Un lac en montagne. Il est parti nager après leurs ébats illicites. Il n'en est pas revenu. Il est mort, là, étendu sur le sol du chalet qu'ils avaient secrètement loué pour le weekend. A sa femme, il avait sans doute prétendu être en séminaire. Elle le contemple, à sa merci. Lui qui n'avait jamais été totalement à elle de son vivant, elle le possède dans la mort. Alors, elle décide de le garder et de lui donner sépulture. Mais aussi d'écrire à sa femme, pour lui dire qui il était avec elle. "Il vous aimait, il n'y a pas à en douter. Je ne sais pas ce qu'il vous racontait pour justifier ses absences, nous n'en parlions pas. Il avait honte sans doute, et moi aussi." Adeline Dieudonné est l'invitée de 'Entrez sans frapper' pour son nouveau roman 'Reste' aux éditions L'iconoclaste.
Un vie de femme orientée par les injonctions sociétales
" Je ne crains pas les hommes, je crains mon propre penchant à la subordination "
Le personnage féminin du roman, la petite quarantaine, se retrouve seule face à son amant décédé. Un secret bien gardé durant huit ans, jusqu'à ce jour funeste. Elle plonge dans une introspection où elle fait l'autopsie de ses histoires de couples passées. Adeline Dieudonné nous résume l'état d'esprit de S, son héroïne.

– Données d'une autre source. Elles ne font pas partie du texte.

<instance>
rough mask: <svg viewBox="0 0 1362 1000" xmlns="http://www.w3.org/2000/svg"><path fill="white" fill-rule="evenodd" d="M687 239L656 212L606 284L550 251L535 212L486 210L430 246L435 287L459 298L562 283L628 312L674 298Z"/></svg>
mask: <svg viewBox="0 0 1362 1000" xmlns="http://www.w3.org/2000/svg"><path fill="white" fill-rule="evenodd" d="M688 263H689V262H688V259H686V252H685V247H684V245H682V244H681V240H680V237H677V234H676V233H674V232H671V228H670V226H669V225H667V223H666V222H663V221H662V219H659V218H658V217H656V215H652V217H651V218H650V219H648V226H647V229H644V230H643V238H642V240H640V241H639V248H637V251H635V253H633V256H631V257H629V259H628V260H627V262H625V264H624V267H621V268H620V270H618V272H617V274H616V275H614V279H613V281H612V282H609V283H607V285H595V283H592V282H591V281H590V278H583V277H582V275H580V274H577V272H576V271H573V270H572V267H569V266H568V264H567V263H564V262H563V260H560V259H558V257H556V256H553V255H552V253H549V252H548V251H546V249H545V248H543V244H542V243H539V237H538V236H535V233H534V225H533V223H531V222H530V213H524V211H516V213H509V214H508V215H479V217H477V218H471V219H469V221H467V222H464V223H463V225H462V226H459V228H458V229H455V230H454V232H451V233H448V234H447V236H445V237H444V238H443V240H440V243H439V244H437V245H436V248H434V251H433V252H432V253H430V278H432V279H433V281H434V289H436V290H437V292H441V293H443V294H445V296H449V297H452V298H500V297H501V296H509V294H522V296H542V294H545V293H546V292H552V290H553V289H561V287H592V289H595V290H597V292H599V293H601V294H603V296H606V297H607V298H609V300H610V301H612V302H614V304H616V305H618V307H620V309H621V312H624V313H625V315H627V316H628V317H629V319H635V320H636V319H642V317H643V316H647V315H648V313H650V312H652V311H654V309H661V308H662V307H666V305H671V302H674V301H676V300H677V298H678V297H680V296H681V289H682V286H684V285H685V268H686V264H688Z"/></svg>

" Avec l’âge qu’elle a, le recul et aussi après le mouvement #Metoo, elle réalise qu’elle a obéi à un certain nombre d’injonctions. Il y a ce qui devrait changer selon elle dans le comportement des hommes, mais il y a aussi ce qu’elle observe chez elle-même, et son propre penchant pour la subordination. A quel point elle a été conditionnée en tant que femme. Pour l’instant, elle n’arrive pas à se libérer de ces injonctions-là. C’est plus facile de vivre sans homme chez elle que de vivre avec eux. Elle observe que dans sa famille, on a toujours attendu l’homme providentiel. Même si on était capable de se débrouiller seule, c’était toujours comme une sorte d’intérim, d’assumer leur poste et leurs responsabilités en attendant que l’homme providentiel vienne prendre sa place. "
La liberté de choisir qui on aime et comment l'aimer
S. est débarrassée de la question de la maternité, puisqu’elle a une une fille qui est assez grande, et elle sait qu’elle n’aura pas d’autres enfants. Elle peut décider de construire ses relations sentimentales autrement, car elle a atteint une certaine maturité. Elle veut sortir du schéma classique, de l'amour de type conjugal.
" C’est ce qui lui convient. Elle peut échapper à ce couple normatif. Elle n’a pas forcément envie qu’il quitte sa femme, qu’il vive avec elle. Elle dit :
‘J’adore les soirées seule à la maison, j’adore assumer une partie de ma sexualité toute seule, j’adore ce que l’on présente comme des repoussoirs chez les femmes célibataires. C’est un espace de grande liberté et je n’ai pas envie d’autre chose'.
"Elle ressent un vrai bonheur à être avec un homme marié, de partager cet homme avec une autre femme qu’elle ne connait pas. Cette position dans laquelle se place mon héroïne est discutable, car il y a du mensonge. Il y a une autre femme qui est 'flouée' . Elle dit: ‘Nous ne sommes pas rivales’ , mais c’est son point de vue à elle, on ne sait pas ce que l’épouse légitime en penserait. Il n’y a pas de morale à cette histoire, ce n’est pas une histoire morale. Elle se place dans une sororité avec cette femme qui arrange bien sa conscience."
Un road trip avec la mort dans les bagages
L'auteur de 'La vraie vie', qui a été vendu à 250 000 exemplaires, a du combattre la pression de l'écriture d'un second roman. Avec son style cash, elle aborde un thème grave, omniprésent dans le roman: la mort. Le roman est construit comme un road trip du deuil. S. emmène le corps de son aimé vers la plus belle des sépulture. Sauf qu'elle ignore où ce chemin la mènera, tant sur la route que dans ses réflexions.
" Elle veut désinstitutionnaliser ses funérailles. Il est mort, il doit retourner à terre et elle n’a pas du tout envie qu’il aille dans un cercueil à moitié fait de plastique, ni dans un crématorium où on va le brûler en 20 minutes. En fait, quand quelqu’un meurt, on a besoin de temps. Du temps avec le corps, de pouvoir le toucher, lui parler. Et puis seulement du temps pour la cérémonie en tant que telle. La mort ne fait plus partie de nos vies. Aujourd'hui, on a droit à trois jours puis il faut retourner travailler, être productif, c’est capitaliste. Veiller le corps et prendre le temps de le garder parmi nous pendant quelques jours c’est une étape importante."